Kubernetes Horizontal Pod Autoscaling with custom metrics API
Table of Contents
Introduction
This is the second article in a series dedicated to installing and configuring Kubernetes Horizontal Pod Autoscaling:
- Horizontal Pod Autoscaling with metrics API
- Horizontal Pod Autoscaling with custom metrics API
- Horizontal Pod Autoscaling with external metrics API
In the first article I gave an overview of Kubernetes HPA and showed how to configure autoscaling with metrics API server running locally with minikube.
In this article, we will continue exploring Horizontal Pod Autoscaling and this time we will use custom metrics API.
Source code for the demo app and kubernetes objects can be found here.
Overview of HPA with custom metrics API
Custom metrics are metrics specific to your application. Please read more at the official documentation page.
┌───────────┐ ┌──────────────────────┐
│ │ custom/metics.k8s.io │ │
│ HPA ├────────────────────────────────► Custom Metrics API │
│ │ │ │
└─────┬─────┘ └──────────┬───────────┘
│ │
│ │
┌─────▼─────┐ ┌──────────▼───────────┐
│ │ │ │
│ Deployment│ │ Prometheus Adpater │
│ │ │ │
└─────┬─────┘ └──────────┬───────────┘
│ │
│ │
┌─────▼─────┐ │
│ │ │
│ ReplicaSet│ │
│ │ ┌──────────▼───────────┐
┌──┴──────┬────┴─────────┐ │ │
│ │ │ │ Prometheus │
┌─────▼──┐ ┌─▼──────┐ ┌───▼────┐ /metrics │ │
│ │ │ │ │ ◄─────────────────┴───┬──┬───────────────┘
│ POD1 │ │ POD2 │ │ PODN │ │ │
│ │ │ │ │ │ │ │
└────▲───┘ └───▲────┘ └────────┘ │ │
│ │ /metics │ │
│ └───────────────────────────────────────┘ │
│ │
└───────────────────────────────────────────────────────┘
/metrics
Configuring HPA with custom metrics API
Requirements
- Kubernetes cluster with installed:
- Prometheus operator
- Prometheus adapter
- Kubectl
- Helm
Starting Kubernetes cluster, installing kubectl and helm
- To start kubernetes cluster and install kubectl please refer to the first article.
- Helm is a package manager for Kubernetes, it allows to manage complex application deployments with templates.
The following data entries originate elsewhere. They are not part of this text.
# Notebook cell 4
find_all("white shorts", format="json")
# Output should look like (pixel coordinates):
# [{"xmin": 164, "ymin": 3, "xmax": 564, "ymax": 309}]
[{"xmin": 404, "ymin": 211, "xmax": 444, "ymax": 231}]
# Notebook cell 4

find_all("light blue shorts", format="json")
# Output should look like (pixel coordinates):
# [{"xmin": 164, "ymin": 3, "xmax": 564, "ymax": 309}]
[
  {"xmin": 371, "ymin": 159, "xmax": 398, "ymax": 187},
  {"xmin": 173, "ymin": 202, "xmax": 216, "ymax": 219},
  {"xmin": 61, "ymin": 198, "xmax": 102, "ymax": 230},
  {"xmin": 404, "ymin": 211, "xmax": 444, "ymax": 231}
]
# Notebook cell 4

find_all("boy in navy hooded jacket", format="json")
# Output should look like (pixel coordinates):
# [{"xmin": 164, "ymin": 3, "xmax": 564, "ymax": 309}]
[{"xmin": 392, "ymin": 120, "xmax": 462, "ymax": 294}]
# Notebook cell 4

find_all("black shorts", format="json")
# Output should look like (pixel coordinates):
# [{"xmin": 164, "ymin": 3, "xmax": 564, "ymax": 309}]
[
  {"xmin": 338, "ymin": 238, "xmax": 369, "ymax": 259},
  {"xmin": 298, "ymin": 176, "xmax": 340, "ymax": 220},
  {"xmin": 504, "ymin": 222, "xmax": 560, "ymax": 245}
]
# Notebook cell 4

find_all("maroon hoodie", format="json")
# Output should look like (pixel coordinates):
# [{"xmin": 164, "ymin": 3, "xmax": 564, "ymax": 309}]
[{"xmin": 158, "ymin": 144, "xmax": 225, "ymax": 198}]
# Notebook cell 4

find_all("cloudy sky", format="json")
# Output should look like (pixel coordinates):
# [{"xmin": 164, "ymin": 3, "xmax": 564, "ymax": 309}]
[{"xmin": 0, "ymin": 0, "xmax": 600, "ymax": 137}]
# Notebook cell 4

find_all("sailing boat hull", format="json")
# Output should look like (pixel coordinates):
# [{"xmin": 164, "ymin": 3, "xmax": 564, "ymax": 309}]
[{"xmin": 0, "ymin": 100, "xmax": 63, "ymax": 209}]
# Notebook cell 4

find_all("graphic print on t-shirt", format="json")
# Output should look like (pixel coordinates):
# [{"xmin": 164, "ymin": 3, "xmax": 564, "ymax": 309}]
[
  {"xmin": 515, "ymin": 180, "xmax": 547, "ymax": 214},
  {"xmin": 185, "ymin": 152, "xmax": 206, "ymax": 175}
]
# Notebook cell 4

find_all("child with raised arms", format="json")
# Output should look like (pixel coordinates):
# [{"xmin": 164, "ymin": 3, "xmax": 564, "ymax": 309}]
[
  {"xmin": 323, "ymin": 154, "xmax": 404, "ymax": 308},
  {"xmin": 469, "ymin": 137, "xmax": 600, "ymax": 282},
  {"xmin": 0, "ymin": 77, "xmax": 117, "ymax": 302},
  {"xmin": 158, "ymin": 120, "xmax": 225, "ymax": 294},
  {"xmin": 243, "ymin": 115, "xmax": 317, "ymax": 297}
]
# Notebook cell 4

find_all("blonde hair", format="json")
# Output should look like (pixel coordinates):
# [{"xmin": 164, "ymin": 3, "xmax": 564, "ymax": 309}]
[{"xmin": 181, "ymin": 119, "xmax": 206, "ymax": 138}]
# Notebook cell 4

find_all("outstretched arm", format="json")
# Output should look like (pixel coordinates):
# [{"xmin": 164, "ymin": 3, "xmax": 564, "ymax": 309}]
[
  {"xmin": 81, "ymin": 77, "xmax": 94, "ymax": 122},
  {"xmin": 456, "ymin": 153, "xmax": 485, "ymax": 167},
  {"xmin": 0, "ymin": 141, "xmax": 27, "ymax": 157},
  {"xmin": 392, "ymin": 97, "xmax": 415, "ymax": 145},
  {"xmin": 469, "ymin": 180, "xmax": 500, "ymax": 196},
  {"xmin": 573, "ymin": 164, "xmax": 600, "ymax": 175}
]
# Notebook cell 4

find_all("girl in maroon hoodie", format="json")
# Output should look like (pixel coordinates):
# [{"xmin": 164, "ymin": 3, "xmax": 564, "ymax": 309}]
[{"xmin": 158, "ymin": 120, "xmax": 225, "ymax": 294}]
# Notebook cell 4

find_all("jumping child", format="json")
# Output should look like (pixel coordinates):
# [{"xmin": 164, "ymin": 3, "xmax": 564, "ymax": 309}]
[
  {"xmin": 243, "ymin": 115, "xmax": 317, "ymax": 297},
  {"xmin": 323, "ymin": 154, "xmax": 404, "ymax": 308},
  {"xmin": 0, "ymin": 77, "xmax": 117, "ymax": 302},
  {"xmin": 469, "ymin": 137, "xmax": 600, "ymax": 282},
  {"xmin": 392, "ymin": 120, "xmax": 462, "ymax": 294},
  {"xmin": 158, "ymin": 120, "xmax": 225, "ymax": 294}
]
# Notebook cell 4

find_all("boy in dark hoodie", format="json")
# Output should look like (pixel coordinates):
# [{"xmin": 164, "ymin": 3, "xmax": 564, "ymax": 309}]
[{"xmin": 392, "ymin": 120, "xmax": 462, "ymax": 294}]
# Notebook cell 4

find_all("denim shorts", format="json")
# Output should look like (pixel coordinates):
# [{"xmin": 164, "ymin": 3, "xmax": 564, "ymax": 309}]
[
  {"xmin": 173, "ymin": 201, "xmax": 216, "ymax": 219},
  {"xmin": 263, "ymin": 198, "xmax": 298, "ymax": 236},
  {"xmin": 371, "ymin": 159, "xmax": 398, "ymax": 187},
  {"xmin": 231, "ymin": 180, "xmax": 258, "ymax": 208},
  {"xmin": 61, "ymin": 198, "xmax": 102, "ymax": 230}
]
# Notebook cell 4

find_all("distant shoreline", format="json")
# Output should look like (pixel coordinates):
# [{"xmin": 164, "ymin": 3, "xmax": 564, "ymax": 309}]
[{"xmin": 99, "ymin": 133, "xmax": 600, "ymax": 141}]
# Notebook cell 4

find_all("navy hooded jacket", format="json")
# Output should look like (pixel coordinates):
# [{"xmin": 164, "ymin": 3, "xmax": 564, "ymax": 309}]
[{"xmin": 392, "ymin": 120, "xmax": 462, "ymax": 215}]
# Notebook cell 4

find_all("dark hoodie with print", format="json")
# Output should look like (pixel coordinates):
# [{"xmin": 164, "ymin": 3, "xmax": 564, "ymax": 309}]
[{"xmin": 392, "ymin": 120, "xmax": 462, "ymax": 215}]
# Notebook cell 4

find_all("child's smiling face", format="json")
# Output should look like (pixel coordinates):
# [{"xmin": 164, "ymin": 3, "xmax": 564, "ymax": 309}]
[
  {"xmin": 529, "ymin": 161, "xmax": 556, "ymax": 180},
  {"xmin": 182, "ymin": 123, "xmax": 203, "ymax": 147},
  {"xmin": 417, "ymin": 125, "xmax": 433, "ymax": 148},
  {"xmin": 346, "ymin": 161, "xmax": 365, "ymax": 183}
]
Please follow the official instructions to install
helm
cli. Check if you have successfully installed helm:
$ helm version
version.BuildInfo{Version:"v3.7.1", GitCommit:"1d11fcb5d3f3bf00dbe6fe31b8412839a96b3dc4", GitTreeState:"clean", GoVersion:"go1.17.2"}
Installing Prometheus server
We will be using official helm chart for kube prometheus stack.
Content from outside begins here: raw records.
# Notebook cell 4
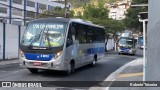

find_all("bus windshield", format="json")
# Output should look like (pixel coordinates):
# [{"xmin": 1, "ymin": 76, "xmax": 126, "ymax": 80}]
[
  {"xmin": 22, "ymin": 23, "xmax": 66, "ymax": 47},
  {"xmin": 119, "ymin": 39, "xmax": 133, "ymax": 47}
]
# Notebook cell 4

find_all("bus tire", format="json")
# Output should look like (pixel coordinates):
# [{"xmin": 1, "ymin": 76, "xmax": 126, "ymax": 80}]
[
  {"xmin": 66, "ymin": 61, "xmax": 75, "ymax": 75},
  {"xmin": 90, "ymin": 55, "xmax": 97, "ymax": 66},
  {"xmin": 27, "ymin": 68, "xmax": 38, "ymax": 73}
]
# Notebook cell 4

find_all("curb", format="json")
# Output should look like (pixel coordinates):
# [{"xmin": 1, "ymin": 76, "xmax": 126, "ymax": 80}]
[
  {"xmin": 0, "ymin": 59, "xmax": 19, "ymax": 65},
  {"xmin": 103, "ymin": 58, "xmax": 143, "ymax": 90}
]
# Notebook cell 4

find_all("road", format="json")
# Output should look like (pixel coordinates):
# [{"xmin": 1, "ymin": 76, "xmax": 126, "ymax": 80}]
[{"xmin": 0, "ymin": 50, "xmax": 142, "ymax": 87}]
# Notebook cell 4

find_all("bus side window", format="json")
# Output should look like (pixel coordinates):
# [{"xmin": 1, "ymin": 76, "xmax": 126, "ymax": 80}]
[{"xmin": 67, "ymin": 24, "xmax": 75, "ymax": 47}]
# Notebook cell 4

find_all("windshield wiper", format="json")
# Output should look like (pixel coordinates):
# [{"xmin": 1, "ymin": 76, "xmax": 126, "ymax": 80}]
[
  {"xmin": 46, "ymin": 28, "xmax": 51, "ymax": 48},
  {"xmin": 29, "ymin": 30, "xmax": 43, "ymax": 47}
]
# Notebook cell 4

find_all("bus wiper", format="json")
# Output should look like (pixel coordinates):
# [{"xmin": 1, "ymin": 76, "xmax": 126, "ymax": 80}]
[{"xmin": 46, "ymin": 28, "xmax": 51, "ymax": 49}]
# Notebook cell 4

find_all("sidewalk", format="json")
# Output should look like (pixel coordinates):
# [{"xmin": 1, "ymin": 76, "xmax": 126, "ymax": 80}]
[{"xmin": 104, "ymin": 58, "xmax": 143, "ymax": 90}]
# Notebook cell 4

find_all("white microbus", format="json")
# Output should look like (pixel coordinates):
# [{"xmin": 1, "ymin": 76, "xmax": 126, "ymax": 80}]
[{"xmin": 19, "ymin": 18, "xmax": 105, "ymax": 74}]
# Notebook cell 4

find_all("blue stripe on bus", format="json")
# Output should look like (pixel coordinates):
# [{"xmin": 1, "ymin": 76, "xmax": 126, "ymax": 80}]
[
  {"xmin": 25, "ymin": 47, "xmax": 105, "ymax": 61},
  {"xmin": 87, "ymin": 47, "xmax": 105, "ymax": 54},
  {"xmin": 25, "ymin": 53, "xmax": 54, "ymax": 61}
]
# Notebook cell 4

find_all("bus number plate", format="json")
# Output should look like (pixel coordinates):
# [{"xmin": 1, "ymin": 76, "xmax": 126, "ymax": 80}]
[{"xmin": 33, "ymin": 62, "xmax": 41, "ymax": 66}]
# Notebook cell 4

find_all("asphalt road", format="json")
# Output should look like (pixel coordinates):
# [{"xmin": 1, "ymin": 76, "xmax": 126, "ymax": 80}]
[{"xmin": 0, "ymin": 50, "xmax": 142, "ymax": 87}]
First we need to add helm repository:
$ helm repo add prometheus-community https://prometheus-community.github.io/helm-charts
"prometheus-community" has been added to your repositories
$ helm repo update
...Successfully got an update from the "prometheus-community" chart repository
Update Complete. ⎈Happy Helming!⎈
Prometheus stack helm chart installs prometheus operator (Kubernetes native deployment of prometheus), prometheus Alertmanager, grafana and for other components for scraping kubernetes metrics.
- We don’t need to use Alertmanager in the scope of this article, so we will disable in on helm install command.
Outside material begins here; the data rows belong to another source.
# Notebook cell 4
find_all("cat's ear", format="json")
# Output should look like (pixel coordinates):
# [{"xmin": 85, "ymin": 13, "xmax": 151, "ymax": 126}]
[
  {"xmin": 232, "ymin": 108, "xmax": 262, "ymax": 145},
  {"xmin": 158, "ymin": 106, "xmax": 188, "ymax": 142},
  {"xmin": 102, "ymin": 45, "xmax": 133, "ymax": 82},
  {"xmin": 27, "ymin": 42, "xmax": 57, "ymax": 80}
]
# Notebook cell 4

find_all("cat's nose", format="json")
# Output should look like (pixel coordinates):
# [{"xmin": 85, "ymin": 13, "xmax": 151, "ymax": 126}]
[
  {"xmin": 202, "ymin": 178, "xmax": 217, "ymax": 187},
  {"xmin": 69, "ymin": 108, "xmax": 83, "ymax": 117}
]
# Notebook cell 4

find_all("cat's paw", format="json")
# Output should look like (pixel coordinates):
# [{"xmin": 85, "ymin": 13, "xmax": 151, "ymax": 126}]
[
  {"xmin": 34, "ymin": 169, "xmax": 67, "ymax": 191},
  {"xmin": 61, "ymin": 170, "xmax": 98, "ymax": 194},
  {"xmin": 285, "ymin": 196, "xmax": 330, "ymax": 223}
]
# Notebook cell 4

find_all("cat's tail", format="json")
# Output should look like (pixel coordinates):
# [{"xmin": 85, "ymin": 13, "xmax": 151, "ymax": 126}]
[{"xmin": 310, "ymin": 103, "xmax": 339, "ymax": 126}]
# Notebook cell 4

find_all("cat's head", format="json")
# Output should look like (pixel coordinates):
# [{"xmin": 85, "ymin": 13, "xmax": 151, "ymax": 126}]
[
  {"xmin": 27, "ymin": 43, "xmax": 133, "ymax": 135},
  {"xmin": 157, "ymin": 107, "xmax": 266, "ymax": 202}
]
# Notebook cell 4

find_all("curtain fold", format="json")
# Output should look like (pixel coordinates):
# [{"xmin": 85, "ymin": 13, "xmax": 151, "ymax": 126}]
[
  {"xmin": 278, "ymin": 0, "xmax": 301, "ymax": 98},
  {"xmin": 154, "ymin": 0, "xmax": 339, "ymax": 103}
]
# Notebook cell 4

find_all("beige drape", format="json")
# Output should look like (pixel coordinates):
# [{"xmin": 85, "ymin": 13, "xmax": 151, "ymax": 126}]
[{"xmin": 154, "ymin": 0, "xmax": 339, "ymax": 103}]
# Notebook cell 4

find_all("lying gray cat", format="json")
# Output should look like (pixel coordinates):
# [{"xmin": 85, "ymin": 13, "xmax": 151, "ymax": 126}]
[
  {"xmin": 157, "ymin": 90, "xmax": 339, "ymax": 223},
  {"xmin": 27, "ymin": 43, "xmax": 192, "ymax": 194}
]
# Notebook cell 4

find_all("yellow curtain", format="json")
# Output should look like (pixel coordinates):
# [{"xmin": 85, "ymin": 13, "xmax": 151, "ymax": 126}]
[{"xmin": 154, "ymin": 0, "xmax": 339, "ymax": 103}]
- We will be installing in prometheus resources in a dedicated namespace
prometheus-resources
. - Additionally we will need to enable pods scraping job via additional scrape configs.
$ kubectl create ns prometheus-resources
$ helm search repo prometheus-community/kube-prometheus-stack --versions
$ helm -n prometheus-resources install kube-prometheus-stack \
prometheus-community/kube-prometheus-stack --version=44.3.0 \
--set alertmanager.enabled=false \
--values=https://github.com/ilyamochalov/source-code-mics/blob/main/k8s/HPA/prometheus-additional-scrape-configs.yaml
If helm chart was applied successfully, you can explore Prometheus and Grafana dashboards exposing them to your host system with kubectl port-forward
:
# in one terminal window start port forwarding for Prometheus
$ kubectl port-forward -n prometheus-resources svc/kube-prometheus-stack-prometheus 9090:9090
# in another terminal window start port forwarding for Grafana
$ kubectl port-forward -n prometheus-resources svc/kube-prometheus-stack-grafana 8000:80
Prometheus is at localhost:9090 and Grafana is at localhost:8000 (username: admin
with password: prom-operator
, defined at helm chart default values file)
Installing Prometheus Adapter and enabling custom metrics API
Prometheus Adapter implements Kubernetes Custom, Resource and External Metrics APIs, for more details please check its source code repo. We are installing prometheus adapter in the same names with other prometheus components, please note that we need to override default prometheus url via helm install --set
flag:
$ helm -n prometheus-resources install prometheus-adapter prometheus-community/prometheus-adapter \
--version=4.1.1 \
--set prometheus.url=http://kube-prometheus-stack-prometheus
If helm install printed success message, then we can check for available custom metrics using the following command:
$ kubectl get --raw "/apis/custom.metrics.k8s.io/v1beta1" | jq .
{
"kind": "APIResourceList",
"apiVersion": "v1",
"groupVersion": "custom.metrics.k8s.io/v1beta1",
"resources": [
{
"name": "jobs.batch/kube_configmap_info",
"singularName": "",
"namespaced": true,
"kind": "MetricValueList",
....
This prints a long list of default available metrics.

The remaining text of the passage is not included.